Spelling is the alphabetic and numeric representation of the language word. The letter expression mainly refers to pinyin, which is a process of spelling syllables, namely, according to the constitution rule of syllables of the Mandarin, initials, intermediate letters and finals are rapidly and continuously spliced and added with tones to form a syllable. The digital representation mainly means that when Chinese numbers are included in semantic words, Arabic numbers can be directly used for representing the Chinese numbers.
In this example, the desensitization process may be performed on a sensitive word by finding a letter and/or number combination that corresponds to the sensitive word.
Fig. 5 schematically shows a flow chart of a second example of the step of determining non-sensitive words in an embodiment of the invention.
As shown in fig. 5, the step S310 may include:
in step S510, in response to the sensitive word replacement rule being a spelling replacement rule, a spelling vocabulary library is obtained, the spelling vocabulary library defining a correspondence between a sensitive word and a non-sensitive word, wherein the non-sensitive word is a set of numeric characters corresponding to the sensitive word.

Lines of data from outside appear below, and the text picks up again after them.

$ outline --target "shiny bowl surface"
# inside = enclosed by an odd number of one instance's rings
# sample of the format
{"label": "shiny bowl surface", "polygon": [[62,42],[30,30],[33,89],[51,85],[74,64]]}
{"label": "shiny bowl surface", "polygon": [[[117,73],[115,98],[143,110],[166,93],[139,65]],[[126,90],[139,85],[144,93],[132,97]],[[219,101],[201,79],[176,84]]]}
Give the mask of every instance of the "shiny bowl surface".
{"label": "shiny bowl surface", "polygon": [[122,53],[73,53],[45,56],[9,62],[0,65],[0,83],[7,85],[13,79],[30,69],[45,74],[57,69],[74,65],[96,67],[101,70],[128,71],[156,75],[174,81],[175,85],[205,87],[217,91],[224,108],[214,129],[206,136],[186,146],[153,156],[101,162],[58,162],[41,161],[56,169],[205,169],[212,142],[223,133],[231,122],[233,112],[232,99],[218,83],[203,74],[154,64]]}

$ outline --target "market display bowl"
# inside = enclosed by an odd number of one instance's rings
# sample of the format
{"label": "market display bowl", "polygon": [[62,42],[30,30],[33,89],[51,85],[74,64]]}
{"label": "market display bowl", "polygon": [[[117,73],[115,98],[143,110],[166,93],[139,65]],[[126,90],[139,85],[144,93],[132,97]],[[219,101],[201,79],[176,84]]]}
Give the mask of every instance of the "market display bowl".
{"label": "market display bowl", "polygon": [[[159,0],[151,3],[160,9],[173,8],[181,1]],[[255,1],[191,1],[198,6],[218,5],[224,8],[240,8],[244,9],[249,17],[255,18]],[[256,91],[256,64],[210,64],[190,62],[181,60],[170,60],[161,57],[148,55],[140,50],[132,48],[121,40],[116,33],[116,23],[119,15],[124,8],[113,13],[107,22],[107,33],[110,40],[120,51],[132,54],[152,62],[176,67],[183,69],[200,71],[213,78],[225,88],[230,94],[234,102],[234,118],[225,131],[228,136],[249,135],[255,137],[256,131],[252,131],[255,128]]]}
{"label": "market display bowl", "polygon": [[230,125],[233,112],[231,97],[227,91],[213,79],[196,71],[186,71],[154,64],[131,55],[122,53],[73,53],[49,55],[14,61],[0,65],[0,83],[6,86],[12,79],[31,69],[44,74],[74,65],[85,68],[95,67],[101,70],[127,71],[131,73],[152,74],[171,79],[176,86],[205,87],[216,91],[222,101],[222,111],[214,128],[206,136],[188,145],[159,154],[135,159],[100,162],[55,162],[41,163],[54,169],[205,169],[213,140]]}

For example, the correspondence between a sensitive word and a non-sensitive word is defined in the spelling vocabulary library, and in each pair of the correspondence between a sensitive word and a non-sensitive word, the non-sensitive word may represent the meaning of the sensitive word by a set of letters and numbers.
For example, a non-sensitive word may be constructed in the following manner: which includes the first letter in the pinyin letters of each word in the sensitive word and sequentially combines the first letters in the pinyin for each word into a set of first letters in the order of each word in the sensitive word.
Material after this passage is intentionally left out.